Depuis 50 ans, non seulement le nombre et la fréquence des épidémies dues aux maladies vectorielles augmentent mais elles touchent aussi des zones géographiques nouvelles, hors de la ceinture tropicale où elles circulent habituellement. L’augmentation des flux touristiques et économiques accélère la dissémination des Hommes/animaux, des agents infectieux et des vecteurs. Ces facteurs, associés à l’accroissement de la population mondiale, à l’évolution des pratiques agricoles, à l’urbanisation et au changement climatique favorisent l’essor des maladies vectorielles. Les maladies vectorielles sont généralement associées à une morbidité importante et l’Organisation Mondiale de la Santé estime qu’elles sont responsables de plus de 700000 décès chaque année.
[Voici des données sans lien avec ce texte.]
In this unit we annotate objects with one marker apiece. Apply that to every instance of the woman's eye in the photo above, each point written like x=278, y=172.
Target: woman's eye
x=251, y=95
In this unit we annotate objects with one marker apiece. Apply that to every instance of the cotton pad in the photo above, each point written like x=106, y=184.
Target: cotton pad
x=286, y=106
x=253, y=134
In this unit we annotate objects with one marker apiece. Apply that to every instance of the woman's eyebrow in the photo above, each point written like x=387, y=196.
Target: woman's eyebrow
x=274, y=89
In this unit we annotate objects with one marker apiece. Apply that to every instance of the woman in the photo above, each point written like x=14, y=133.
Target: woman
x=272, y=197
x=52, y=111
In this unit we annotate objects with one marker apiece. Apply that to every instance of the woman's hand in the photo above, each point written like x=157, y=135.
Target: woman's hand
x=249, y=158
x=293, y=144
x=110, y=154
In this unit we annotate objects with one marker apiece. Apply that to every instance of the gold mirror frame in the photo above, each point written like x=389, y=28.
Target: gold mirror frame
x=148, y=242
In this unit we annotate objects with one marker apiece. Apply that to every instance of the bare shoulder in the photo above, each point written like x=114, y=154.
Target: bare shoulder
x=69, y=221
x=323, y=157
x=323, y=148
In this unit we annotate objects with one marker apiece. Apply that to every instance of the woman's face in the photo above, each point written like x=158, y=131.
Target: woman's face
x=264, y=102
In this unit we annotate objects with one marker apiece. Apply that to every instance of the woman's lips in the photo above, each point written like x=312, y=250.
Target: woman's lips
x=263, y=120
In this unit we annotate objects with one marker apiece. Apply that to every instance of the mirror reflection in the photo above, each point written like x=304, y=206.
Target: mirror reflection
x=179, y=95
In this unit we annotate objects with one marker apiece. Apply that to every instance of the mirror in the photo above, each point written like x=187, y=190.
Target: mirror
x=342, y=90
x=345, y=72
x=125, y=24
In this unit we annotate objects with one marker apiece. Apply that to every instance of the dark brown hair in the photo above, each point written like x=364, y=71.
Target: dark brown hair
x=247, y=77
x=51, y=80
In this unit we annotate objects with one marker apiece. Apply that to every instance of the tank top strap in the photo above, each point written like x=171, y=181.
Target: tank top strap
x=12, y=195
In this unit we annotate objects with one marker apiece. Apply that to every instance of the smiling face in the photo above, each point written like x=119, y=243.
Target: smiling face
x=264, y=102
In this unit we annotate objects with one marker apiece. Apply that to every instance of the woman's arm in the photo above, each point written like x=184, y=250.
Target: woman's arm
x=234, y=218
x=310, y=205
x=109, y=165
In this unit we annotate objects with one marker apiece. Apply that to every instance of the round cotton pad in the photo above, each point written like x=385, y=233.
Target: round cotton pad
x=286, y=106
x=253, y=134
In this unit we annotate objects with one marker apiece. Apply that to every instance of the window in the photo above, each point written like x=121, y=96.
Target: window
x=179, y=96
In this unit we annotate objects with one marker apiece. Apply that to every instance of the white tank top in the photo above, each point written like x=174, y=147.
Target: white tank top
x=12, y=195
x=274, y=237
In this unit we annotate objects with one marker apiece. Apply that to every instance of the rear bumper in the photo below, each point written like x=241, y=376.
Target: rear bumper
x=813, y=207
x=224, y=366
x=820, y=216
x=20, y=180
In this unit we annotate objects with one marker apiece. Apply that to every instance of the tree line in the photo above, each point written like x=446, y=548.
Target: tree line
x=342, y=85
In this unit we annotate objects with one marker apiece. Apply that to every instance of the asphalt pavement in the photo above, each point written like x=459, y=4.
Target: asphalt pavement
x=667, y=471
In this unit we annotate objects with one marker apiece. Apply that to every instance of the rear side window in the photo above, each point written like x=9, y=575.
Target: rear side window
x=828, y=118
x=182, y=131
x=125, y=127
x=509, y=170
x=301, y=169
L’identification d’une espèce de moustique comme vecteur

Le terme arbovirus (de l’anglais arthropod-borne virus) regroupe un ensemble hétérogène de virus dont le génome est généralement constitué d’une ou plusieurs molécules d’ARN (Acide RiboNucléique). Leur mode de réplication engendre de nombreuses mutations et permet aux arbovirus de s’adapter rapidement à de nouveaux environnements, facilitant leur circulation entre des hôtes vertébrés et des vecteurs arthropodes. On distingue une centaine d’arbovirus transmis à l’Homme, principalement par les moustiques appartenant aux genres Aedes, Culex et Anopheles. L’identification d’une espèce de moustique comme vecteur se base sur un faisceau d’indices comme l’attrait de cette espèce pour l’hôte mammifère concerné, sa présence dans les zones épidémiques avec la détection sur le terrain de moustiques infectés (la proportion varie de l’ordre de 1 % à 1 ‰) et la démonstration au laboratoire de sa compétence vectorielle, c’est-à-dire sa capacité à être infectée lors d’un repas de sang puis à transmettre le virus. Seuls les moustiques femelles prennent un repas de sang (qui contient les éléments nécessaires au développement de leurs œufs) et participent à la transmission virale. Depuis la première démonstration du rôle du moustique en tant que vecteur d’un virus animal de nombreux progrès ont été effectués mais beaucoup de questions demeurent.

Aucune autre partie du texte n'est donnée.